Pensando no quão complexa é essa realidade, foi mais bonito ainda ouvir a Josilda falar com orgulho do cotidiano da Pirambu Digital: “A gente tem meninos aqui que começam sem saber nem ligar um computador. Eles recebem curso de informática básica, depois aprendem informática mais avançada, aprendem ferramentas novas e passam a devolver profissionalmente suas habilidades. E todo mundo aprende muito rápido, porque o pessoal aqui do Pirambu tem uma capacidade muito grande de aprender rápido”.
O Ministério da Educação bem que poderia investigar melhor esse tipo de laboratório econômico e social. Está em linha com os esforços de “agregar os princípios e fundamentos da educação básica que articulam cultura, conhecimento, tecnologia e trabalho, como direito de todos e condição de cidadania e democracia efetivas (“Políticas públicas para a educação profissional e tecnológica”, p. 59, MEC, 2004, Brasília-DF).

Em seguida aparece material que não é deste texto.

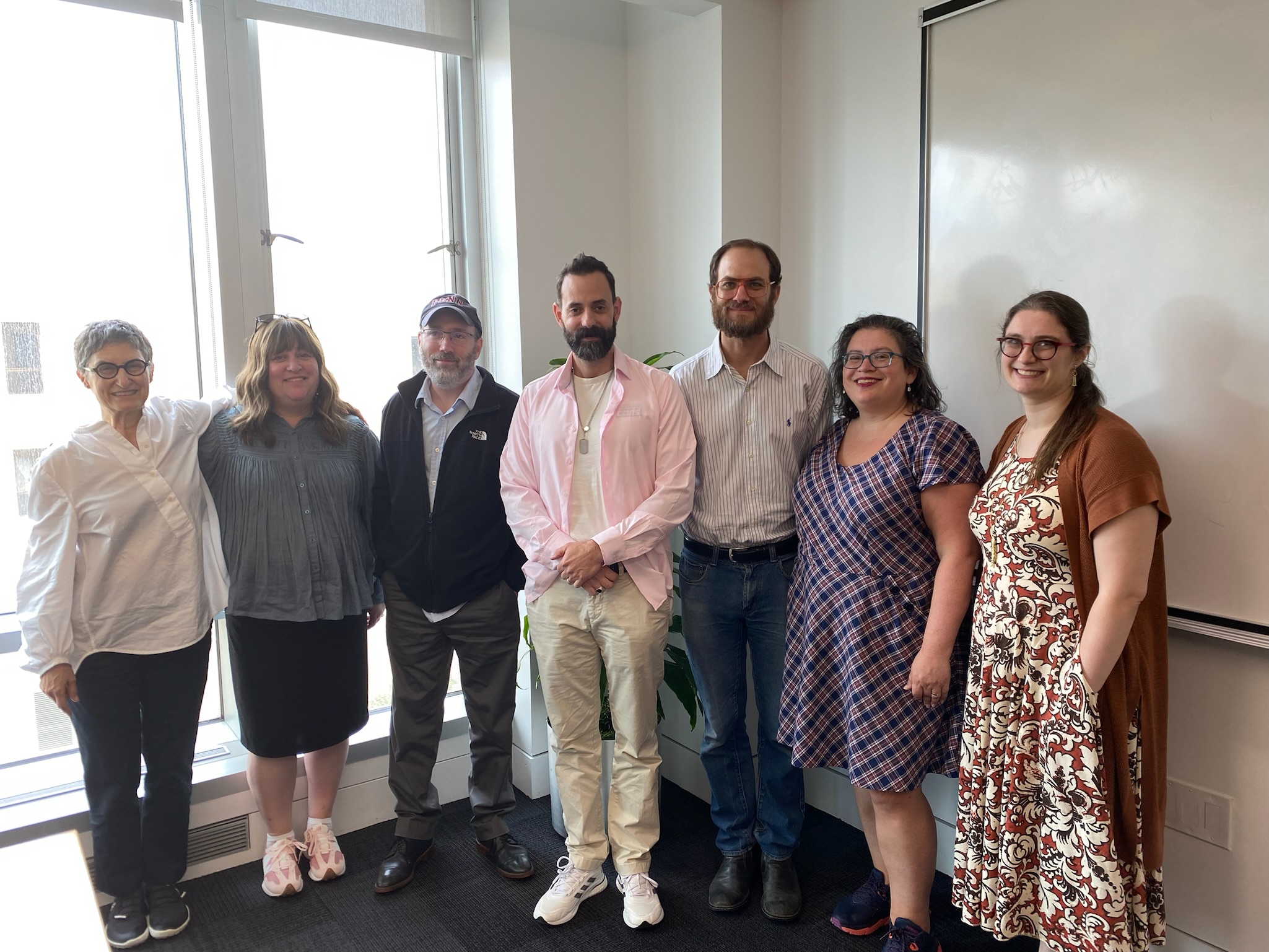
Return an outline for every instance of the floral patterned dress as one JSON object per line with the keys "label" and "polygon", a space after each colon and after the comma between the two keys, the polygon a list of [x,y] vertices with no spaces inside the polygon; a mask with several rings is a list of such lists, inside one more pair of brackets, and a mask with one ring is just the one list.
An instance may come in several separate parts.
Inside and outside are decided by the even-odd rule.
{"label": "floral patterned dress", "polygon": [[[1164,939],[1161,871],[1119,857],[1096,692],[1076,658],[1079,608],[1055,466],[1029,485],[1013,447],[970,510],[985,570],[973,613],[952,899],[997,938],[1070,952]],[[1141,816],[1136,724],[1128,763]]]}

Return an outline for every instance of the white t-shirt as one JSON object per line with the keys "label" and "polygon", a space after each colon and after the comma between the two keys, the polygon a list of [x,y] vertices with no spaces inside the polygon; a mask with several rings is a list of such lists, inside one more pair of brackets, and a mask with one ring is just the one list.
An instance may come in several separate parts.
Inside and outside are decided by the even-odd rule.
{"label": "white t-shirt", "polygon": [[[599,484],[599,421],[604,418],[613,374],[599,377],[572,376],[572,392],[577,397],[577,442],[572,448],[572,493],[569,496],[569,534],[574,541],[594,538],[608,528],[604,517],[604,490]],[[591,415],[594,411],[594,415]],[[590,433],[581,428],[590,420]],[[588,452],[579,447],[588,440]]]}
{"label": "white t-shirt", "polygon": [[23,668],[79,670],[96,651],[152,655],[203,637],[228,575],[198,438],[228,402],[152,396],[137,446],[98,420],[39,457],[18,578]]}

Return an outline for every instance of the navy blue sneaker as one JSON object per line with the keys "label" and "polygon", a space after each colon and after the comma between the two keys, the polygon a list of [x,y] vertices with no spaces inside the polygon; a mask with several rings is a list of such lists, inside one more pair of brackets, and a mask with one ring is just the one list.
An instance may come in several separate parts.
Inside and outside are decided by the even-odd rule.
{"label": "navy blue sneaker", "polygon": [[832,924],[851,935],[872,935],[890,925],[890,886],[881,869],[873,869],[859,889],[838,902]]}
{"label": "navy blue sneaker", "polygon": [[900,916],[890,927],[890,935],[881,952],[943,952],[943,946],[911,919]]}

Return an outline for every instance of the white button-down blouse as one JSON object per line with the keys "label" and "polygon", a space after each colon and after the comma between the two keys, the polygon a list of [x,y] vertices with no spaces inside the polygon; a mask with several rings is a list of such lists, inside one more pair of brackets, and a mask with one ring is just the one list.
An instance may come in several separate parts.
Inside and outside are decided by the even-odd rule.
{"label": "white button-down blouse", "polygon": [[152,396],[136,447],[99,420],[39,457],[18,578],[27,670],[79,670],[96,651],[160,654],[203,637],[228,576],[198,438],[228,402]]}

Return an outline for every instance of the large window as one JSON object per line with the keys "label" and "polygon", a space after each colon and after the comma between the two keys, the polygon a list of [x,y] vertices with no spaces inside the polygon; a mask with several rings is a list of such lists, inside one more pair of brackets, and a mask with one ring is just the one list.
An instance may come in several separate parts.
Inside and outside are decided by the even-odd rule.
{"label": "large window", "polygon": [[[18,763],[0,805],[24,783],[77,782],[77,758],[56,757],[74,732],[20,670],[14,614],[32,467],[98,415],[75,334],[104,317],[138,324],[155,392],[199,397],[232,381],[256,314],[305,315],[377,430],[418,371],[424,302],[472,296],[454,198],[470,161],[454,157],[470,8],[418,0],[421,13],[397,22],[374,13],[396,9],[388,0],[327,6],[0,3],[0,767]],[[382,625],[369,660],[382,708]],[[227,736],[223,712],[232,724],[226,665],[213,651],[208,755]],[[24,772],[42,779],[11,779]]]}
{"label": "large window", "polygon": [[93,320],[133,321],[154,343],[157,392],[203,390],[178,27],[58,0],[0,4],[0,763],[75,744],[19,669],[13,614],[32,467],[99,416],[71,341]]}

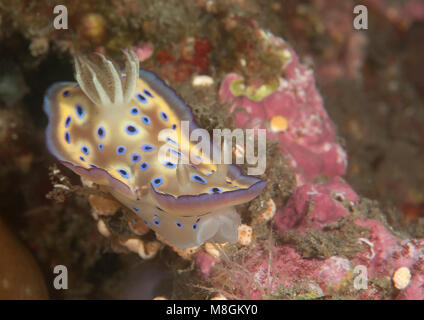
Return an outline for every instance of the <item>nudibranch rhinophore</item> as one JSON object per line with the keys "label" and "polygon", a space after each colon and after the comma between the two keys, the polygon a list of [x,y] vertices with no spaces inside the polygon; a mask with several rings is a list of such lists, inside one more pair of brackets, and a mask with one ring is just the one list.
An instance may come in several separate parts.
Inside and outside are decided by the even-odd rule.
{"label": "nudibranch rhinophore", "polygon": [[[77,83],[47,90],[48,149],[178,248],[236,242],[241,221],[234,206],[255,198],[266,182],[200,155],[200,163],[183,163],[195,152],[181,129],[182,121],[189,133],[198,128],[191,108],[156,75],[139,69],[134,52],[124,55],[125,72],[103,55],[77,56]],[[163,148],[176,160],[161,161]]]}

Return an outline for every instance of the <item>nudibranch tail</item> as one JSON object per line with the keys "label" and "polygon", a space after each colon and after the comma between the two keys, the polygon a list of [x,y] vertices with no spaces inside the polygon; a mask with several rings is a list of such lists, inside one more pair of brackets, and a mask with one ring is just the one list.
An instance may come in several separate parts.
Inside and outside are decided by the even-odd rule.
{"label": "nudibranch tail", "polygon": [[[77,56],[77,83],[47,90],[49,150],[179,248],[235,242],[240,216],[234,206],[260,194],[265,181],[196,153],[191,108],[156,75],[139,70],[133,51],[124,56],[125,73],[103,55]],[[171,160],[159,156],[163,150]]]}

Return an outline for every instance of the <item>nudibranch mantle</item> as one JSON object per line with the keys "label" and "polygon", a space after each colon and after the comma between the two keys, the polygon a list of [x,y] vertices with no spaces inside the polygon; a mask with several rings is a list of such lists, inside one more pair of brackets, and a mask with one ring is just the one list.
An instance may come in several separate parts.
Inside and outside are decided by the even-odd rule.
{"label": "nudibranch mantle", "polygon": [[[98,61],[77,57],[77,82],[47,90],[48,149],[178,248],[236,242],[241,222],[234,206],[261,193],[265,181],[234,165],[178,160],[189,159],[194,149],[180,128],[181,121],[189,122],[190,132],[198,128],[191,108],[156,75],[139,69],[132,51],[124,54],[125,72],[100,54]],[[173,134],[162,139],[160,132]],[[176,161],[159,160],[164,145]]]}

Com um pouco mais de atenção e fortalecimento, essa experiência, que tem testada as quatro competências definidas pela Unesco como essenciais para “aprendermos a viver juntos”, poderá ser replicada em outras comunidades, através de políticas públicas de educação, no sentido pleno. Por enquanto, o bairro do Pirambu, com mais de 350 mil pessoas, ainda não tem nem um pé de universidade; mas não há razão para duvidar da qualidade da semente.